What does it take to change your career path? My friend Selina Tan left a photo editor career to pursue her passion, horticulture. After volunteering in different gardens, from Finsbury Park to Kew Gardens, last year (2018) she joined the Royal Parks Horticultural Apprenticeship Programme, GROW, in Richmond. By visiting the apprentices at least once a month, this personal project, in collaboration with The Royal Parks, aims to document a year of learning in the apprentices’ career, while showcasing the seasons.
JANUARY / 4C
“I often think of those people who say that winter is sad because there are no flowers” - Selina Tan
FEBRUARY / 12C
This apprenticeship programme has been running for over five decades and it combines on the job training with Horticulture qualifications. The programme spans for three years, after which apprentices are fully qualified.
Richmond Park is the largest Royal Park covering an area of 955 hectares.

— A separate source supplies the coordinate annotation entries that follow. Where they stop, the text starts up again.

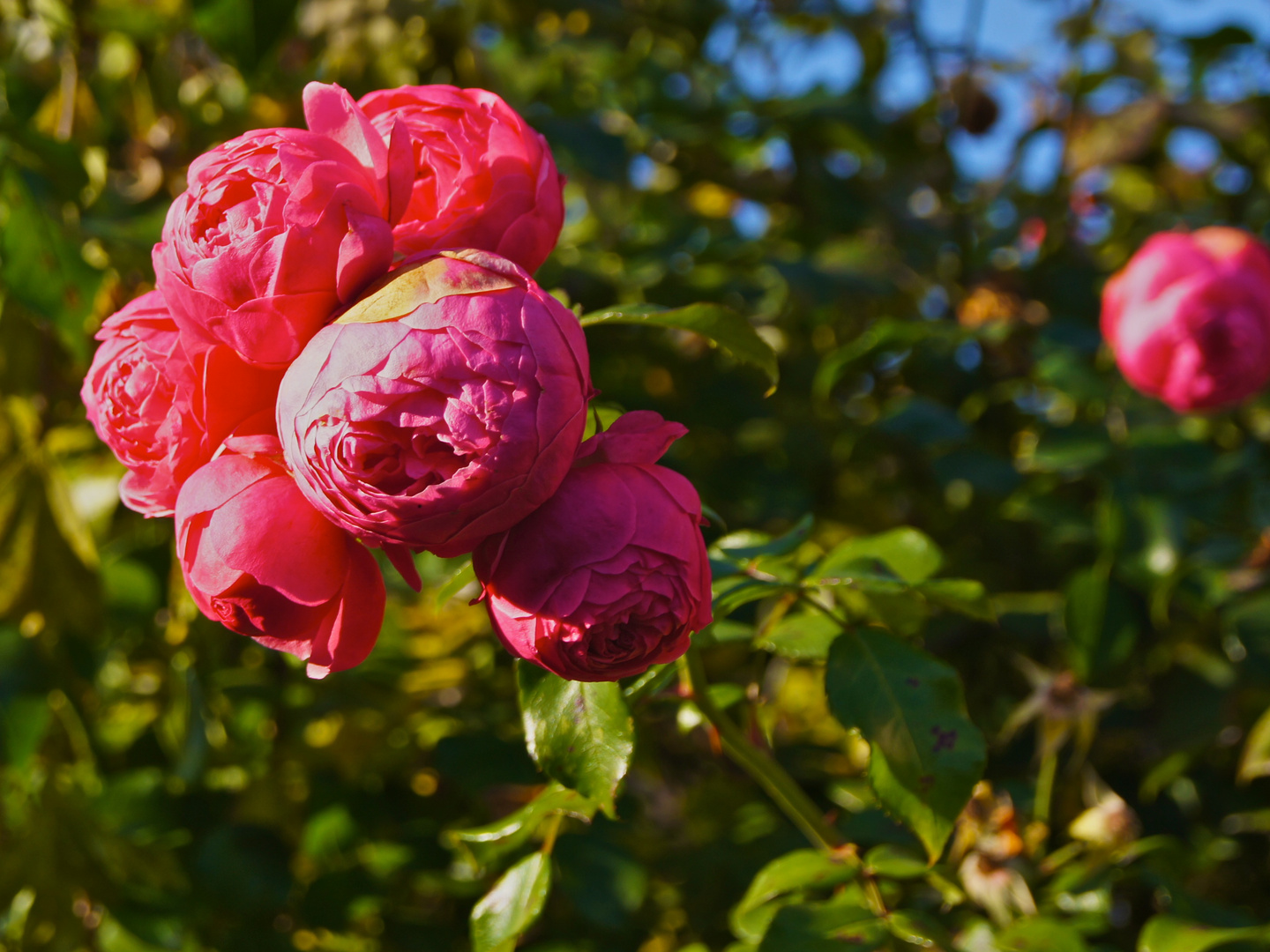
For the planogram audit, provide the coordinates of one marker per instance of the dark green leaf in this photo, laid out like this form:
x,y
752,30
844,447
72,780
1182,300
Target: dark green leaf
x,y
894,862
578,733
42,267
735,594
823,926
802,637
1255,761
791,874
1041,934
963,596
718,324
926,753
494,839
912,555
1169,933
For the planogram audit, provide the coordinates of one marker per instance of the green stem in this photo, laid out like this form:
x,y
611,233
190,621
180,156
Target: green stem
x,y
1045,786
649,683
768,775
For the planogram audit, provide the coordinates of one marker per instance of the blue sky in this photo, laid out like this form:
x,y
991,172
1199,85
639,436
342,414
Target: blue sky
x,y
1019,34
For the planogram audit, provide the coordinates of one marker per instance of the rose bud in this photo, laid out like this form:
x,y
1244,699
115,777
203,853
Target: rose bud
x,y
609,576
1189,317
262,562
484,178
280,227
444,406
161,415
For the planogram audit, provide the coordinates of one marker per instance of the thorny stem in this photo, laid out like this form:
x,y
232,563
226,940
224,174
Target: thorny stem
x,y
768,775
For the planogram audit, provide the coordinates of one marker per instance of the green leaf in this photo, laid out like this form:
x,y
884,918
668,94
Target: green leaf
x,y
42,267
823,926
1168,933
963,596
912,555
894,862
578,733
1100,623
456,583
1041,934
718,324
802,637
779,546
926,753
510,833
733,596
790,874
25,720
1255,761
512,906
918,929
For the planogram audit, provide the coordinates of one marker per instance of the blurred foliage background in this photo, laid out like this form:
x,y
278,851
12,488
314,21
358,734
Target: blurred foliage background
x,y
818,167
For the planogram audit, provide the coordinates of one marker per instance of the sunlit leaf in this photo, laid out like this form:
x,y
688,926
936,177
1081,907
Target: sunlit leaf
x,y
578,733
494,839
911,554
716,323
926,753
512,905
1169,933
1255,761
788,876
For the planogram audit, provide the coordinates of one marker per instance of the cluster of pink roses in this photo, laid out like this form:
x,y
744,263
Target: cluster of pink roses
x,y
346,349
1189,317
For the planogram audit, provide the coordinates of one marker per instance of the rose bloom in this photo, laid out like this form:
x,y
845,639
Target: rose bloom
x,y
161,414
442,407
609,576
262,562
484,178
1189,317
279,227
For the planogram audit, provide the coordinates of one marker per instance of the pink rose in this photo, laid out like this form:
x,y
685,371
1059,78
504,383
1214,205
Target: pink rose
x,y
485,179
279,227
444,406
163,415
609,576
1189,317
262,562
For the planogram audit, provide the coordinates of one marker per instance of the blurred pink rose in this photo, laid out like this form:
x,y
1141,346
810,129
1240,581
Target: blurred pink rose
x,y
262,562
163,415
484,178
609,576
444,406
1189,317
279,227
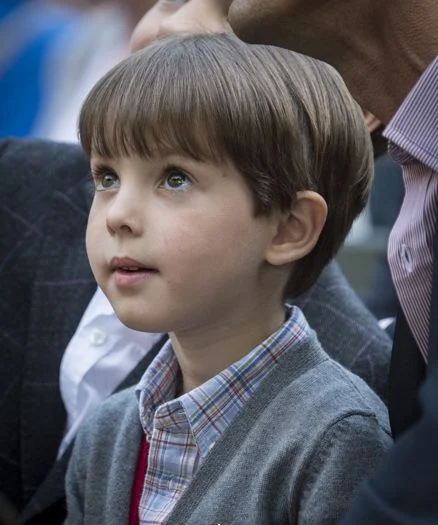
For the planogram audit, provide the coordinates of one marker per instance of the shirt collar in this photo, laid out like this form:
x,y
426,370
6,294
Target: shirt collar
x,y
209,409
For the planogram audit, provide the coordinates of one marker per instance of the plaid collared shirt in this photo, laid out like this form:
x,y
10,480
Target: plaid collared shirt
x,y
182,431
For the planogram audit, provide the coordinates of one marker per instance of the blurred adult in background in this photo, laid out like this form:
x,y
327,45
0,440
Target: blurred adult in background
x,y
384,206
29,32
52,53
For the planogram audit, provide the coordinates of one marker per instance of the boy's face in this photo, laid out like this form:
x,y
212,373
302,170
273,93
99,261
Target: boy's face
x,y
174,243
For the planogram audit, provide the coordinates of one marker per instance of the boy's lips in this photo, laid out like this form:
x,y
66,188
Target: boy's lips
x,y
127,271
128,264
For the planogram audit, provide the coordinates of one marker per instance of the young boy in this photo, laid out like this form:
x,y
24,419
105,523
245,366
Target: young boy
x,y
226,177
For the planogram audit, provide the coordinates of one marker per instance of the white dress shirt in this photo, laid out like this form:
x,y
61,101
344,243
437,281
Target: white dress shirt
x,y
101,353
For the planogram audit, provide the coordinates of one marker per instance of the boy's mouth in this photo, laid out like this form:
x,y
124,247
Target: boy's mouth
x,y
126,265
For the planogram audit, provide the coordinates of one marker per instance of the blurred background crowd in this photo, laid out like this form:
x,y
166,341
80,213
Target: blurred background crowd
x,y
53,52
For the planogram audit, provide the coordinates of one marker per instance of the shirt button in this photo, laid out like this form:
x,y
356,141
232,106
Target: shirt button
x,y
97,337
406,258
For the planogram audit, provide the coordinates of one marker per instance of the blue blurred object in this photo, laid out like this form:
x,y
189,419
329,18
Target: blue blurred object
x,y
29,30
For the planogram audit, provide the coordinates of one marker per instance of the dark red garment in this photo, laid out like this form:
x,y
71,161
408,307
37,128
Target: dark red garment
x,y
137,487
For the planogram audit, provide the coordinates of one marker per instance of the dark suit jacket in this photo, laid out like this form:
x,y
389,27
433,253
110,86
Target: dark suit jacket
x,y
405,490
45,286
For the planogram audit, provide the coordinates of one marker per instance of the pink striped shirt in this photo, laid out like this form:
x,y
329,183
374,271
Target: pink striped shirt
x,y
413,135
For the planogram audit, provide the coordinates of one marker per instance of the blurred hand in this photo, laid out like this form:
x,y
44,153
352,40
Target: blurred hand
x,y
181,17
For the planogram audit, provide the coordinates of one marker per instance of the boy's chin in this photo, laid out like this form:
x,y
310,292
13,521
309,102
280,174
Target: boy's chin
x,y
141,323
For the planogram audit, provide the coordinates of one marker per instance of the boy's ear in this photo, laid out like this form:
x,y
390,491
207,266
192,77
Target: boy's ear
x,y
298,229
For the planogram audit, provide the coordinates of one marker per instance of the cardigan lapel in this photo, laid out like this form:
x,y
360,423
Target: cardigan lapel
x,y
58,301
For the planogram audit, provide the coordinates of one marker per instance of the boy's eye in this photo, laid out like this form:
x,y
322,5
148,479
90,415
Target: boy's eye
x,y
176,180
105,180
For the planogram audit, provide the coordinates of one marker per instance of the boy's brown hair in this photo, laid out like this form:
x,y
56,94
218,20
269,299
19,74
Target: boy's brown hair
x,y
286,121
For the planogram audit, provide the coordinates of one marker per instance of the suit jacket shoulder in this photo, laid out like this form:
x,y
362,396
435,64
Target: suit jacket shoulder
x,y
42,195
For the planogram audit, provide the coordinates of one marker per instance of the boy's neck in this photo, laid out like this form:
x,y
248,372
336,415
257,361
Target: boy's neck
x,y
204,353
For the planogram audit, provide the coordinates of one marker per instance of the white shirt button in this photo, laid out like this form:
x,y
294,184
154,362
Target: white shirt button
x,y
97,337
406,258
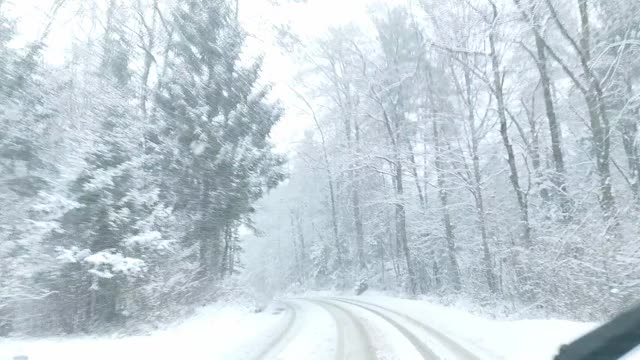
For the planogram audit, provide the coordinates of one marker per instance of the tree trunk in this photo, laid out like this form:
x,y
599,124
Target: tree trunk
x,y
511,159
454,270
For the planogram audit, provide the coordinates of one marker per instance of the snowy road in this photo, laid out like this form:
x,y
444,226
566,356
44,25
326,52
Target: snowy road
x,y
360,331
320,327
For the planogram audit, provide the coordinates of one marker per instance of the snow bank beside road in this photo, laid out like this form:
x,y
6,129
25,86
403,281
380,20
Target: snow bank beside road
x,y
215,332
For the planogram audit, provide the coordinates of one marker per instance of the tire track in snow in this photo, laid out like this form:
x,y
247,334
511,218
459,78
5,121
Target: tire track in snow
x,y
281,339
349,327
455,348
421,347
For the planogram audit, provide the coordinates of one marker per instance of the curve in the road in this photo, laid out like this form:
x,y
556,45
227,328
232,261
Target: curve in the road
x,y
460,351
420,346
278,341
359,339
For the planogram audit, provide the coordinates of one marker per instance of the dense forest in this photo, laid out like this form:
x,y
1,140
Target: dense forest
x,y
128,170
485,150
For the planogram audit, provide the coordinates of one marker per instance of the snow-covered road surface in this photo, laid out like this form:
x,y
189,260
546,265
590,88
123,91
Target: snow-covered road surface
x,y
320,327
361,331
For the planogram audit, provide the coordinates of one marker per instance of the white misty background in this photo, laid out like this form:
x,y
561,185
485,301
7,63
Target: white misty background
x,y
158,155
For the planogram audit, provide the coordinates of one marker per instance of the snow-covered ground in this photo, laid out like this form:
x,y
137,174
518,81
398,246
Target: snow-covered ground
x,y
215,332
311,328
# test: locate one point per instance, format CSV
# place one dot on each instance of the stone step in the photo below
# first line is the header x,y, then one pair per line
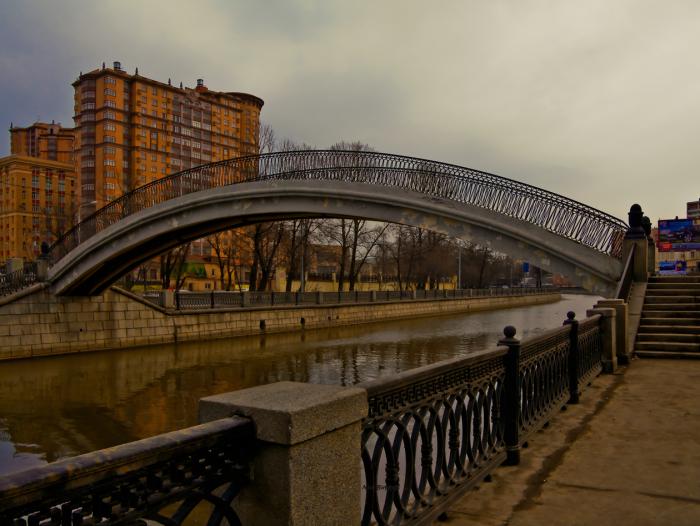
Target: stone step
x,y
670,314
667,355
667,346
669,337
651,299
684,322
674,279
665,328
672,288
680,307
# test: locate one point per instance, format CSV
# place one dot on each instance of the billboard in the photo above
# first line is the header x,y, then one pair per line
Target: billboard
x,y
678,235
673,267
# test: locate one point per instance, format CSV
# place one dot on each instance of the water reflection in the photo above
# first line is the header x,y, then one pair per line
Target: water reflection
x,y
52,408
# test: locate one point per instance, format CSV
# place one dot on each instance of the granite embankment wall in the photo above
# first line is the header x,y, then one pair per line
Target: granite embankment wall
x,y
39,324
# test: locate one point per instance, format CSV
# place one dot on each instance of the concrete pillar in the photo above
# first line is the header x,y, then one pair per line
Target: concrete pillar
x,y
651,255
167,299
13,265
621,322
608,337
306,469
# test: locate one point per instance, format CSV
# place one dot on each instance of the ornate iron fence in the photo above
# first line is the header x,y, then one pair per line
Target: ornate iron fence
x,y
434,432
193,473
552,212
228,299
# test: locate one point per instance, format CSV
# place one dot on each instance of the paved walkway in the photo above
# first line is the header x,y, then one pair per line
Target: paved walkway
x,y
628,454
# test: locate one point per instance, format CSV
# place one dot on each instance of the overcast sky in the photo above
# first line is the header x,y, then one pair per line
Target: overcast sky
x,y
596,100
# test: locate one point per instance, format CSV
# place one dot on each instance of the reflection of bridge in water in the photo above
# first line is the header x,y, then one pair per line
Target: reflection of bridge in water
x,y
551,231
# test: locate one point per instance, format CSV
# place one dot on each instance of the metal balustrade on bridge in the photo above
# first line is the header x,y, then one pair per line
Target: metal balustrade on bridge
x,y
429,435
186,300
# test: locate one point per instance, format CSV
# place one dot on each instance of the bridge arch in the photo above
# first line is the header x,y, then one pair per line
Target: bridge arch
x,y
549,230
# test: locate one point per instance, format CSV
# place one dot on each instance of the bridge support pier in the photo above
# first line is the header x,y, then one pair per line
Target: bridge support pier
x,y
608,337
306,470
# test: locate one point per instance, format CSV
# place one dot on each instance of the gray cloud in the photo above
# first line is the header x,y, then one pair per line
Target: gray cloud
x,y
595,100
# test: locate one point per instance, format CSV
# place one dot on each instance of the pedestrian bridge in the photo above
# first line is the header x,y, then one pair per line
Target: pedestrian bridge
x,y
547,229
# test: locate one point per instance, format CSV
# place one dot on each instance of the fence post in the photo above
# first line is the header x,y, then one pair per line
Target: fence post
x,y
573,357
306,464
511,408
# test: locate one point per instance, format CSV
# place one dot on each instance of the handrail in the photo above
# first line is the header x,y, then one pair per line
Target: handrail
x,y
625,284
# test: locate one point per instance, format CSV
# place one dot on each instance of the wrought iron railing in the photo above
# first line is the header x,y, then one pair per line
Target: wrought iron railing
x,y
552,212
168,479
433,433
19,279
229,299
625,284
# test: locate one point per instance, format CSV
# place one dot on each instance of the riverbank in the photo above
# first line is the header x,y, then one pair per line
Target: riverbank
x,y
40,324
627,454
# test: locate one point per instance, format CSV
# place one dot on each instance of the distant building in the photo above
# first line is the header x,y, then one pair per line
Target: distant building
x,y
50,142
133,130
38,201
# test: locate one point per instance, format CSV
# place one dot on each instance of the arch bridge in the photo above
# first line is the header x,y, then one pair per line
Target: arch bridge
x,y
547,229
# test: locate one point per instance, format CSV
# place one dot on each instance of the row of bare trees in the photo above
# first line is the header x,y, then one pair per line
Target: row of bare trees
x,y
412,258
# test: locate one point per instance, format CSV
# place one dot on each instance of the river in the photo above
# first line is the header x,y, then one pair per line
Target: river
x,y
56,407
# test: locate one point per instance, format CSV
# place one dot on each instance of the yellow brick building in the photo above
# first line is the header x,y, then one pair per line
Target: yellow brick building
x,y
38,201
132,130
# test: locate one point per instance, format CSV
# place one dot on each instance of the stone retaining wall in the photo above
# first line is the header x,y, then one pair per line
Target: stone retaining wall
x,y
39,323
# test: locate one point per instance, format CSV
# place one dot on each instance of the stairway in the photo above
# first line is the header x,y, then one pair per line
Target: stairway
x,y
670,321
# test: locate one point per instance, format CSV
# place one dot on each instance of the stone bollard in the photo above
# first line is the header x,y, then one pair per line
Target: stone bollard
x,y
608,337
306,469
622,341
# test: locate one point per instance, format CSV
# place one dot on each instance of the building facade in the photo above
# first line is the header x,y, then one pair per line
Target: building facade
x,y
132,130
38,201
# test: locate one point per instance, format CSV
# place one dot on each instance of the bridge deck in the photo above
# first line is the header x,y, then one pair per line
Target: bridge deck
x,y
628,454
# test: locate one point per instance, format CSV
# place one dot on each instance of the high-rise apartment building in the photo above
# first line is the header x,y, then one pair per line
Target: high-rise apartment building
x,y
132,130
38,189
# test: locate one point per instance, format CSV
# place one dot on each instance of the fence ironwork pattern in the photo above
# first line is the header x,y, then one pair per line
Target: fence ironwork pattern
x,y
434,432
229,299
552,212
19,279
166,479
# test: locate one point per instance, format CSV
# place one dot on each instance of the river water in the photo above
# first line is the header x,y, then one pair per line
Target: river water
x,y
52,408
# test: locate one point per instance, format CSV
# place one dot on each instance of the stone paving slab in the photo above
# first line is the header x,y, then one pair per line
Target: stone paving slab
x,y
628,454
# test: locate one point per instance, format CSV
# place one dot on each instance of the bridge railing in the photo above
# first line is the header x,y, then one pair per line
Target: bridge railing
x,y
429,435
550,211
185,300
165,479
433,433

That is why apprentices move from one location to the next by bike.
Ident tests are conducted every other week to ensure apprentices are able to identify the different flowers they are working with. One of the February tests was about winter camellias. The differences are so subtle that is fascinating.
Wisteria pruning at Pembroke Lodge, possibly the most popular spot with visitors in Richmond. Pictured, Danny, a former apprentice, and Selina.
Sophia is an apprentice at Isabella Plantation, Richmond. She is an Art graduate. On the day I visited she was working on the streams.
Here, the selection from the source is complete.